Jesús ayuna cuarenta días y es tentado.
Del evangelio según san Mateo.
En aquel tiempo, Jesús fue llevado al desierto por el Espíritu para ser tentado por el diablo. Y después de ayunar cuarenta días con sus cuarenta noches, al fin sintió hambre.
El tentador se le acercó y le dijo:
«Si eres Hijo de Dios, di que estas piedras se conviertan en panes».
Pero él le contestó:
«Está escrito: «No solo de pan vive el hombre, sino de toda palabra que sale de la boca de Dios»».
Entonces el diablo lo llevó a la ciudad santa, lo puso en el alero del templo y le dijo:
«Si eres Hijo de Dios, tírate abajo, porque está escrito: «Ha dado órdenes a sus ángeles acerca de ti y te sostendrán en sus manos, para que tu pie no tropiece con las piedras»».
Jesús le dijo:
«También está escrito: «No tentarás al Señor, tu Dios»».
De nuevo el diablo lo llevó a un monte altísimo y le mostró los reinos del mundo y su gloria, y le dijo:
«Todo esto te daré, si te postras y me adoras».
Entonces le dijo Jesús:
«Vete, Satanás, porque está escrito: «Al Señor, tu Dios, adorarás y a él solo darás culto»».
Entonces lo dejó el diablo, y he aquí que se acercaron los ángeles y lo servían. Palabra del Señor.
Hoy iniciamos el camino de la Cuaresma, un tiempo especial de conversión, silencio y regreso al corazón de Dios. El Evangelio tomado de Mateo nos presenta a Jesucristo en el desierto, enfrentando las tentaciones.
No comienza su misión con milagros ni multitudes, sino con soledad, ayuno y lucha interior. Esto ya es una enseñanza: antes de transformar el mundo, Dios transforma el corazón. El desierto también es nuestra vida, no solo un lugar geográfico. Es todo momento en que sentimos: cansancio, dudas, lucha interior, silencio de Dios.
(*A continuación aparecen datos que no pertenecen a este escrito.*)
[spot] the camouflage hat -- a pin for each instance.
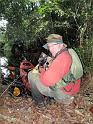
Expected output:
(53, 38)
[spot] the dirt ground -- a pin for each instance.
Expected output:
(22, 110)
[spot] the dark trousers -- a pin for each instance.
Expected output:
(36, 95)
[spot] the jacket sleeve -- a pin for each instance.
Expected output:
(57, 70)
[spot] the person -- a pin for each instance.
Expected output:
(56, 81)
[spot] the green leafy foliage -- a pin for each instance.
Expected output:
(30, 20)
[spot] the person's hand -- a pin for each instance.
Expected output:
(35, 71)
(41, 69)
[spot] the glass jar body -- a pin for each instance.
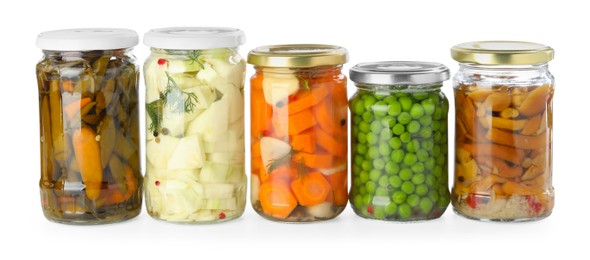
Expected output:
(195, 135)
(503, 142)
(399, 152)
(299, 143)
(88, 106)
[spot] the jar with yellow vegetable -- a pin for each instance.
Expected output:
(504, 111)
(88, 106)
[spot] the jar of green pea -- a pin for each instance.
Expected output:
(399, 141)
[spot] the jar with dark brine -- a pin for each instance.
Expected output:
(88, 106)
(399, 141)
(299, 132)
(503, 144)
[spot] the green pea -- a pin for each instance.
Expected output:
(395, 108)
(395, 181)
(364, 127)
(358, 106)
(428, 145)
(416, 111)
(369, 101)
(390, 99)
(357, 201)
(364, 176)
(405, 137)
(425, 120)
(426, 205)
(397, 156)
(362, 138)
(379, 212)
(422, 154)
(413, 200)
(379, 164)
(382, 192)
(388, 121)
(426, 132)
(404, 210)
(428, 106)
(414, 127)
(418, 178)
(395, 142)
(410, 158)
(404, 118)
(422, 189)
(406, 103)
(367, 117)
(384, 181)
(420, 95)
(398, 129)
(370, 186)
(408, 187)
(371, 138)
(413, 146)
(433, 195)
(405, 174)
(361, 148)
(390, 209)
(384, 149)
(418, 167)
(376, 126)
(374, 175)
(391, 168)
(399, 197)
(373, 152)
(429, 163)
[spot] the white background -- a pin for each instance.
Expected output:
(370, 30)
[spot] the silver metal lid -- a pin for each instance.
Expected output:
(399, 72)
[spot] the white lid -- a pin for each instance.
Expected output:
(87, 39)
(194, 38)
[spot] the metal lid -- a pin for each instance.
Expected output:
(399, 72)
(297, 55)
(194, 38)
(502, 53)
(87, 39)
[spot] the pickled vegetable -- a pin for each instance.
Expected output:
(399, 153)
(195, 135)
(502, 166)
(88, 115)
(299, 144)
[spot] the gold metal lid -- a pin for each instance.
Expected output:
(297, 55)
(502, 53)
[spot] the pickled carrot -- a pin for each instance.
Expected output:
(311, 189)
(277, 199)
(87, 154)
(304, 142)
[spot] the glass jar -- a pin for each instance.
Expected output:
(299, 132)
(399, 141)
(88, 107)
(503, 146)
(195, 124)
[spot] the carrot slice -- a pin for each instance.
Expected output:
(516, 140)
(277, 199)
(73, 108)
(510, 154)
(311, 189)
(339, 183)
(305, 142)
(317, 160)
(87, 154)
(261, 113)
(330, 144)
(315, 96)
La Cuaresma nos invita a entrar voluntariamente en ese desierto espiritual para descubrir qué ocupa realmente nuestro corazón.
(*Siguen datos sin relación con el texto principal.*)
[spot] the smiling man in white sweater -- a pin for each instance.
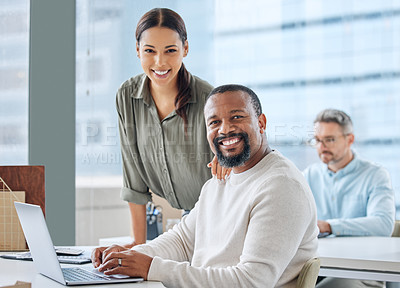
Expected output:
(256, 229)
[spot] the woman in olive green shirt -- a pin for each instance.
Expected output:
(161, 123)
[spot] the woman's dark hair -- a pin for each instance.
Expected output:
(163, 17)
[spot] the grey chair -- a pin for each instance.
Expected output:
(308, 274)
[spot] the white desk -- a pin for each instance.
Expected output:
(13, 270)
(370, 258)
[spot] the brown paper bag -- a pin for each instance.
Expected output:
(19, 284)
(11, 234)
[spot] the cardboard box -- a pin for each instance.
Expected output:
(11, 234)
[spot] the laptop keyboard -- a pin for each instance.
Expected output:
(78, 274)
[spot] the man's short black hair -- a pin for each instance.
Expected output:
(255, 101)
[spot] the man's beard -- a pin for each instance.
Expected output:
(236, 160)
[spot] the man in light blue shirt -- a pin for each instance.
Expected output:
(354, 197)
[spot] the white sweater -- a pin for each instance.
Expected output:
(255, 230)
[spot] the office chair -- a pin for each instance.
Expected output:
(396, 230)
(308, 274)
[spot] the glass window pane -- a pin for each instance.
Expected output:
(14, 61)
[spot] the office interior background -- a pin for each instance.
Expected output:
(299, 56)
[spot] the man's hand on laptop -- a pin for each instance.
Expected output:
(100, 253)
(126, 262)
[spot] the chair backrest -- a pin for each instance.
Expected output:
(396, 230)
(308, 274)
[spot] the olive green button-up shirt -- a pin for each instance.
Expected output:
(156, 154)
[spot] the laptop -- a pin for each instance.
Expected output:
(45, 258)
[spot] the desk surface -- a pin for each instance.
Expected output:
(372, 258)
(13, 270)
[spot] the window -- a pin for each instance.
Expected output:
(14, 47)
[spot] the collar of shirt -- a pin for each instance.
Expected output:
(142, 86)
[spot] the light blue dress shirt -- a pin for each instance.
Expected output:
(357, 200)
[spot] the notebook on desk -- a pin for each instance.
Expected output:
(45, 257)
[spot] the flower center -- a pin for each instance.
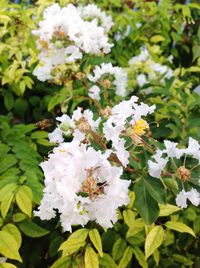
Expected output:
(91, 187)
(183, 173)
(140, 127)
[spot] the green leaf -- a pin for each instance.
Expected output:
(166, 210)
(63, 262)
(8, 246)
(107, 262)
(91, 258)
(153, 240)
(156, 256)
(74, 242)
(24, 198)
(126, 258)
(7, 190)
(180, 227)
(31, 229)
(155, 189)
(140, 257)
(157, 38)
(145, 204)
(118, 249)
(17, 217)
(7, 162)
(13, 230)
(8, 100)
(96, 240)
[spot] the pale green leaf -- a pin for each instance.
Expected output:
(24, 198)
(64, 262)
(140, 257)
(96, 240)
(153, 240)
(118, 249)
(13, 230)
(5, 204)
(107, 261)
(91, 258)
(129, 217)
(126, 258)
(74, 242)
(8, 246)
(166, 210)
(31, 229)
(179, 227)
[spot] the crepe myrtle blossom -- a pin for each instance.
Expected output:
(147, 69)
(161, 158)
(79, 125)
(63, 36)
(107, 76)
(81, 185)
(126, 119)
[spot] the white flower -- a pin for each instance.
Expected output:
(94, 93)
(82, 185)
(193, 196)
(63, 35)
(120, 76)
(124, 114)
(181, 199)
(141, 79)
(78, 125)
(171, 151)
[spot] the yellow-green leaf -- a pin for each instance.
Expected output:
(126, 258)
(156, 256)
(91, 258)
(157, 38)
(140, 257)
(179, 227)
(153, 240)
(129, 217)
(166, 210)
(64, 262)
(74, 242)
(5, 204)
(107, 261)
(96, 240)
(13, 230)
(118, 249)
(24, 198)
(9, 247)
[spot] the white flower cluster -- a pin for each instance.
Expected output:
(122, 117)
(81, 185)
(116, 78)
(78, 125)
(64, 35)
(147, 69)
(125, 116)
(162, 157)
La primera tentación nos presenta vivir solo de lo material. El diablo propone convertir piedras en pan. Jesús responde que el hombre no vive solo de pan. Hoy también existe esa tentación: creer que la felicidad depende únicamente del dinero, del consumo o del bienestar inmediato. La Cuaresma nos pregunta: ¿Qué alimenta realmente mi vida?. El ayuno no es solo dejar comida, es dejar aquello que ocupa el lugar de Dios.
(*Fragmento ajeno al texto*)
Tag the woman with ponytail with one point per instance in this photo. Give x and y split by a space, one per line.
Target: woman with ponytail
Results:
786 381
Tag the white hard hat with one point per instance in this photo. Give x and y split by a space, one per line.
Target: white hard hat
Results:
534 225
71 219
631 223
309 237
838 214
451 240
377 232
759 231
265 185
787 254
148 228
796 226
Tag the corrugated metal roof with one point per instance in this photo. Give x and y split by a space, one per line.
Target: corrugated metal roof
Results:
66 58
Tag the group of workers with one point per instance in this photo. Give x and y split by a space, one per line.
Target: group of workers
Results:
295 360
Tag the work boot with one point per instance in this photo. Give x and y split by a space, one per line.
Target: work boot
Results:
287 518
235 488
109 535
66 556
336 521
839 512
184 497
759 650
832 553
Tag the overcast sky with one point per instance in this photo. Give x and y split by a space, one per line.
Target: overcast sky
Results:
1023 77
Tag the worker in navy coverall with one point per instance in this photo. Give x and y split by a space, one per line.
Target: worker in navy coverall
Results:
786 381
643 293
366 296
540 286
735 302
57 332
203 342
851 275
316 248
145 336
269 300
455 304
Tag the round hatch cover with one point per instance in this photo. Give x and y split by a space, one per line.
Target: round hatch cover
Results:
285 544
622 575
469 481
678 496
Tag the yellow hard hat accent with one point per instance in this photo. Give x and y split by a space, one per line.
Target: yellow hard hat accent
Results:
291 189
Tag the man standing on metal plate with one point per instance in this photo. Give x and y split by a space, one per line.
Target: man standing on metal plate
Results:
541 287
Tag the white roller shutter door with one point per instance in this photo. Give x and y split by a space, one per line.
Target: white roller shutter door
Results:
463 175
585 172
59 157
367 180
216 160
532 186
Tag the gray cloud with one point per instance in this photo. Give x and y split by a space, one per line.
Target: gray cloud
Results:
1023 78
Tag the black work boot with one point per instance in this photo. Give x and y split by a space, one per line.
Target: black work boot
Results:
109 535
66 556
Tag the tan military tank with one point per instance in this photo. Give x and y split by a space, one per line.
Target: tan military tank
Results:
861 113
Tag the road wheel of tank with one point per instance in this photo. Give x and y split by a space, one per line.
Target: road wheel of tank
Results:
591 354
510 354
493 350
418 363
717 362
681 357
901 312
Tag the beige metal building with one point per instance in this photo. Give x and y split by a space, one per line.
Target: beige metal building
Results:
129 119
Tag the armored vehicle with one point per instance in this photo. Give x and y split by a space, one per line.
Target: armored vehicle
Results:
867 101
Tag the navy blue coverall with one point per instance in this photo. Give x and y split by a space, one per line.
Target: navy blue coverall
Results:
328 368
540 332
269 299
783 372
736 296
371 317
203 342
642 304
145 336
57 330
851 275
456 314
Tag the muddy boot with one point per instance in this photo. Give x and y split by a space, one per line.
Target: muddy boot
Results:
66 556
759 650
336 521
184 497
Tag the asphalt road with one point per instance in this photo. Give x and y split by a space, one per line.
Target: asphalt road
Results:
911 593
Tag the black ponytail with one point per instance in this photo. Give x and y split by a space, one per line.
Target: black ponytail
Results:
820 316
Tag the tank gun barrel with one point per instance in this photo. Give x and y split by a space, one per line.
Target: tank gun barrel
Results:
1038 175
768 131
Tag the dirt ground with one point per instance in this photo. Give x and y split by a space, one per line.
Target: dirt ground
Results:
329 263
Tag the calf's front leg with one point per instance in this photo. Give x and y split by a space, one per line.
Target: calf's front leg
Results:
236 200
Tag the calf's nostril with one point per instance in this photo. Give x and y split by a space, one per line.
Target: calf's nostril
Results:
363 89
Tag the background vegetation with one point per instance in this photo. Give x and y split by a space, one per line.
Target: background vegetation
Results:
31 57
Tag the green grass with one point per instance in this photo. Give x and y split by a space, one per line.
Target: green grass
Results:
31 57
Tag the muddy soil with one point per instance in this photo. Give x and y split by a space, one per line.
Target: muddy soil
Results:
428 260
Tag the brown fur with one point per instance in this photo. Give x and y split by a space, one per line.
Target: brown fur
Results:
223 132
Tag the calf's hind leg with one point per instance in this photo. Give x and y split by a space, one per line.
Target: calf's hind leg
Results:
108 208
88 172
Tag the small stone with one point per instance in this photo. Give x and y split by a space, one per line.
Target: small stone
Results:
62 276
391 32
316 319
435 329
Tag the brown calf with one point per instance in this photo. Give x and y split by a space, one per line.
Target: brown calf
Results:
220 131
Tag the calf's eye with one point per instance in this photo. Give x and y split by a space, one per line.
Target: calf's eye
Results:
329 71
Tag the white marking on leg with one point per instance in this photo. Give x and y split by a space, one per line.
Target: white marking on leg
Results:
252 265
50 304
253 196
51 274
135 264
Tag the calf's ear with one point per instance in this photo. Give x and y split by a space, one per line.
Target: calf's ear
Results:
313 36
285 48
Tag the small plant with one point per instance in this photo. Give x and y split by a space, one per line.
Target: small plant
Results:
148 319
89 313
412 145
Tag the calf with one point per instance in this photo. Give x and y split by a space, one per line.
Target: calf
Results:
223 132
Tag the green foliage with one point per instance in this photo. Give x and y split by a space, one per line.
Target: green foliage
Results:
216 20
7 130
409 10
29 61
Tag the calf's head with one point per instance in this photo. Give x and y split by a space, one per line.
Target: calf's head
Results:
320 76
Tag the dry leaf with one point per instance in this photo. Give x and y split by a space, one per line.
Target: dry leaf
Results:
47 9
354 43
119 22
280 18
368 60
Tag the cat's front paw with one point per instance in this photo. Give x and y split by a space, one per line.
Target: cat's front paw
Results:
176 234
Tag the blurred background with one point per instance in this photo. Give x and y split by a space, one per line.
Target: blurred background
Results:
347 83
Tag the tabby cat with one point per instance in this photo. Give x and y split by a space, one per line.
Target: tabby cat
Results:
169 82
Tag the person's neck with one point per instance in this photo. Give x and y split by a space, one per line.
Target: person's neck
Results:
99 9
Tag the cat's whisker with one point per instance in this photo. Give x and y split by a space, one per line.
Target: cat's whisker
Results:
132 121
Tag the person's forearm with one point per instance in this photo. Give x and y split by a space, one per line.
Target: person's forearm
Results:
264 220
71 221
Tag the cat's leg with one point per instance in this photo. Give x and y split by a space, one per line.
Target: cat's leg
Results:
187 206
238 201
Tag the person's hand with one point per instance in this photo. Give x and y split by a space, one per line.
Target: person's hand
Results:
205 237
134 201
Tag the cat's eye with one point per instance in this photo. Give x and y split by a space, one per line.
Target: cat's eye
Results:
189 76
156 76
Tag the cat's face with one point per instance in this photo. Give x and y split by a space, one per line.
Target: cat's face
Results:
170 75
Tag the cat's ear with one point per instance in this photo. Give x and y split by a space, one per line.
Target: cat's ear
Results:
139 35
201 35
Segunda tentación: buscar un Dios espectacular. El tentador invia a Jesús a lanzarse desde el templo para demostrar su poder. Es la tentación de una fe superficial: creer solo cuando hay milagros, emociones o soluciones rápidas. Pero la e verdadera confía incluso cuando no entiende. Creer no es exigir pruebas a Dios, sino cambiar con Él.
La tercera tentación: el poder sin Dios. Se ofrece a Jesús gloria y dominio. Es quizá la tentación más actual: éxito sin valores, poder sin servicio, reconocimiento sin humildad. Jesús elige el camino contrario: el servicio, la entrega y la cruz.
Para vencer estas tentaciones Jesús las vence con tres armas espirituales. La Escritura, la oración y la fidelidad al Padre. Por eso se nos propones tres caminos cuaresmales, oración, ayuno y limosna. No son obligaciones externas; son medicina para el corazón. La buena noticia es esta: las tentaciones no significan derrota. Incluso Jesús fue tentado. La santidad no consiste en no luchar, sino en volver siempre a Dios. Que este tiempo cuaresmal no sea solo un tiempo más, sino un verdadero regreso al Señor.